LlamaIndex vs searchbox
Data framework for connecting custom data sources to LLMs — ingestion, indexing, retrieval. — versus — Airgapped closed-corpus QA testbed: a local Qwen agent in a Pi harness explores a .zip dataroom with grep/embeddings/rerankers under a token budget — a bed to study search as test-time compute.
Both answer questions over a private corpus, but by opposite paradigms. LlamaIndex is a production RAG framework: build a structured index, then query it. searchbox is an airgapped research harness where an agent explores the raw corpus with grep/embed/rerank tools under a budget — no prebuilt index. Use LlamaIndex to ship RAG, searchbox to study agentic retrieval.
| LlamaIndex | searchbox | |
|---|---|---|
| Stars | 51k | 49 |
| Forks | 7.8k | 6 |
| Language | Python | Python |
| License | MIT | MIT |
| Last activity | yesterday | 21 days ago |
| Topics | rag, agents | local, rag, agents |
| Curated connections | 8 | 3 |
LlamaIndex — the curator's take
Data framework for connecting custom data sources to LLMs — ingestion, indexing, retrieval.

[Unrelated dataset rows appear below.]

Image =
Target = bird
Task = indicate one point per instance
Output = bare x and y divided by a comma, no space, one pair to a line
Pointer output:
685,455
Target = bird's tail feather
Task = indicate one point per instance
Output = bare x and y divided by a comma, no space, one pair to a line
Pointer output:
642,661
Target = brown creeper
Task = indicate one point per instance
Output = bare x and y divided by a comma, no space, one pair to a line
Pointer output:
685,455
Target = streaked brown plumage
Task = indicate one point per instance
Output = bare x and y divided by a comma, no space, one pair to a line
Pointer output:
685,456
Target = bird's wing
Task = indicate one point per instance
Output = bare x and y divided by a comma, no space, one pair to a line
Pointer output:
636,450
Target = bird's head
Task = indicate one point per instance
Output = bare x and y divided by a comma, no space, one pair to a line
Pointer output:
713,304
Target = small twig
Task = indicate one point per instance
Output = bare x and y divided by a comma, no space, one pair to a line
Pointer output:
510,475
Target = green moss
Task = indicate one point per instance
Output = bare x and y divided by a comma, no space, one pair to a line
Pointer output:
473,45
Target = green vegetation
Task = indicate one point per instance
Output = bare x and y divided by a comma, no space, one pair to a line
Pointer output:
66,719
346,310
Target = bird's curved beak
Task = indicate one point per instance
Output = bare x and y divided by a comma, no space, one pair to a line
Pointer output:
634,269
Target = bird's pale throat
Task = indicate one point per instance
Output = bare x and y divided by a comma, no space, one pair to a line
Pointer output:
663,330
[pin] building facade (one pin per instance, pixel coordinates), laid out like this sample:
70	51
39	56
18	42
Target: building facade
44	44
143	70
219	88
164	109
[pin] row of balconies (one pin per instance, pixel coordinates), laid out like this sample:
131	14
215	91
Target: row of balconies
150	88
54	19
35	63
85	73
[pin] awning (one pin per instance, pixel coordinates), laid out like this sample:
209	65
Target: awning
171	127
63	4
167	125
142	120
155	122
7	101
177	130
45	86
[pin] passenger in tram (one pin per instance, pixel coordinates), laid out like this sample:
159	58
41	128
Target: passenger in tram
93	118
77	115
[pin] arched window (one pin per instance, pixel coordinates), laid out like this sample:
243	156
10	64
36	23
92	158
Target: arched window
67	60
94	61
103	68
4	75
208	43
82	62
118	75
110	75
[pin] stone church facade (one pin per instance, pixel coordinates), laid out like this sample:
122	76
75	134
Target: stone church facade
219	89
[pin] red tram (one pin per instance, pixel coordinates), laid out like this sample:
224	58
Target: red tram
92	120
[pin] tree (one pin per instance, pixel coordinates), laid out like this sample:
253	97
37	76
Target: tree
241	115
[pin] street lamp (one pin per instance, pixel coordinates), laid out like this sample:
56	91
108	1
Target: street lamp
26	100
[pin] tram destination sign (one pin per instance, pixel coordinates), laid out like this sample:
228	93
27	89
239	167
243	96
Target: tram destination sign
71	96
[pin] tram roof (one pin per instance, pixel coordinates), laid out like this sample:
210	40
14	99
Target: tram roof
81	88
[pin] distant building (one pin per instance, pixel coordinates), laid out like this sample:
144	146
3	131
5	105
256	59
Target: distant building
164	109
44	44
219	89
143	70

searchbox — the curator's take
A research testbed, not a product: it locks a local Qwen3.6 agent in an airgapped box with a .zip 'dataroom' and makes it answer purely from what's inside, using grep, embeddings (jina-v5) and a cross-encoder reranker (jina-v3) as tools under a turn budget. It exists to ablate one question — is search test-time compute? — so every axis (which tools, local-weights vs Jina-API retrieval, budget, base LLM) is an env knob and each run emits per-turn token/tool telemetry. Reach for it to study or benchmark agentic retrieval over your own corpus, self-hosted and offline. NOT a drop-in RAG library or production QA service: no persistent index (it embeds lazily per job), one job at a time on a single model slot, and you bring your own OpenAI-compatible LLM endpoint (llama.cpp/ollama) plus ideally a GPU.